Hi @fjp , I'm working on my own version of this algorithm to generate a local path to avoid obstacles. Currently I have a problem which I have no idea about how to fix. Here is the image to show my problem, the pink path is the original reference path, the left blue path is the generated path to avoid the obstacle lies on the original path, and the red circle marks my problem. When I try to convert my path from Frenet coordinate (s, d) to Cartesian coordinate (x, y), sometimes the path will suddenly turn back like the red circle part shows.

I use the spline function to map between s-to-x and s-to-y according to the original reference path. And I calculate the new path point which has d distance away from the original reference path and is perpendicular to the tangent direction of the relative point on the original path. I think the problem is coming from the curvature of the original path, but I have no idea about how to fix it. Can you give me some suggestion?

[fjp]

Hi @hcv1027 interesting problem.
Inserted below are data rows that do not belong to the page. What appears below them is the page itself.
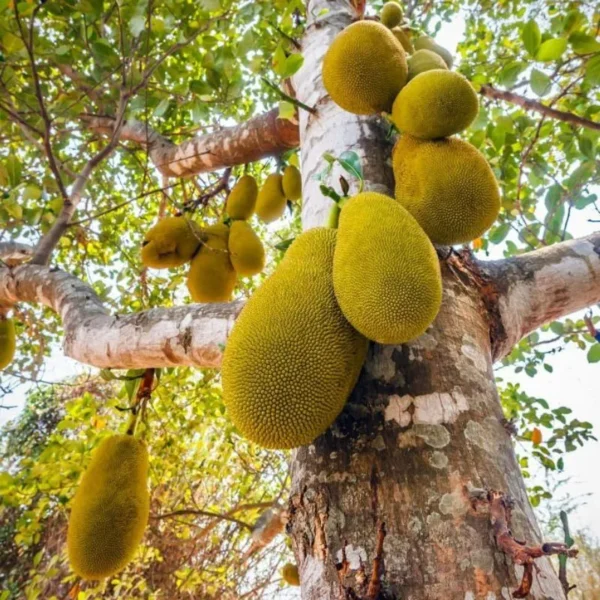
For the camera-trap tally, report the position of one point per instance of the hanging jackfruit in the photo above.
(448, 187)
(110, 508)
(172, 242)
(386, 273)
(242, 198)
(365, 68)
(212, 277)
(435, 104)
(246, 251)
(292, 359)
I think there could be an issue with the angle of your reference path (too high relative to your x-axis). Depending on the coordinate frames you are using, representing the reference path as a spline might be problematic because one x value could map to multiple y values. So far I've only used the code in this repo to test reference paths that lie in the first quadrant of a global coordinate frame, which leads to one x value mapping to only one y value (bijection).
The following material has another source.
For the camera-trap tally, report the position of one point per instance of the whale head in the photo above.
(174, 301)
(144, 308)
If you work in a (moving) local reference frame this shouldn't be a problem though. You might also try to use a polyline (x,y points) to represent your reference path. This is something I'd like to have implemented in this repo in the near future. However, this would require to rewrite the transformation functions and you would still have to work in a local (moving) reference frame.

High curvature could also be a problem but from the image you provide, the curvature seems not that large - although I don't know the value :-)

I am not entirely sure if the bijection thing leads to your problem but you could try using a reference path with similar curvature only this time let your robot travel in the the first quadrant similar to this:

Animation


[hcv1027]

Hi @fjp , thanks for your reply. For the one x could map to multiple y problem, I already fixed it by using two spline function: spline_x(s)->x and spline_y(s)->y to skip this problem. In the d = 0 case, the x, y calculated from spline_x(s)->x and spline_y(s)->y are basically fall on the original reference path. The reason why I guess the problem is caused by curvature are coming from below two images, they both show the very similar effect (both coming from wiki):

But even the problem is coming from curvature, I still don't know how to fix it.

[fjp]

You're right, I forgot that this formula from wikipedia is used in the spline class to calculate the curvature. It isn't that exact to calculate the curvature this way. Another approach is to use for example a clothoid where it is possible to get the exact curvature at a specific s coordinate (running length). Maybe you could try to fit clothoids to your reference path (which is not that easy) and use them as your reference path. However, this would again require to modify the transformation methods. And even then it seems you get into trouble with too high curvatures... Let me cite the main reference (Optimal Trajectory Generation for Dynamic Street Scenarios in a Frenet Frame) of this approach:

In addition, we denote the curvature as κr and assume that we travel along the center line excluding extreme situations, sucht hat ||∆θ||<π2, with ∆θ:=θx−θr, and 1−κrd>0 at all times.

I am not entirely sure because I don't know the values you get for ∆θ, κr or d, but I guess one of these constraints are not met in your case. Unfortunately there are no further details in the paper on how to deal with this. If there's no hard requirement on your side to use the Frenet space, I'd also try to stay in the Cartesian frame. However, I know that planning can be much simpler in the Frenet frame.

[smichr]

This hasn't been active for a while, but have you looked at the Centripetal Catmull-Rom spline? Here it is applied separately to the x and y coordinate of points in blue to give the reconstructed green path:

Note that the first and the last point (which are omitted from the interpolation) happen to the the same at (-3,10). I was experimenting with this here.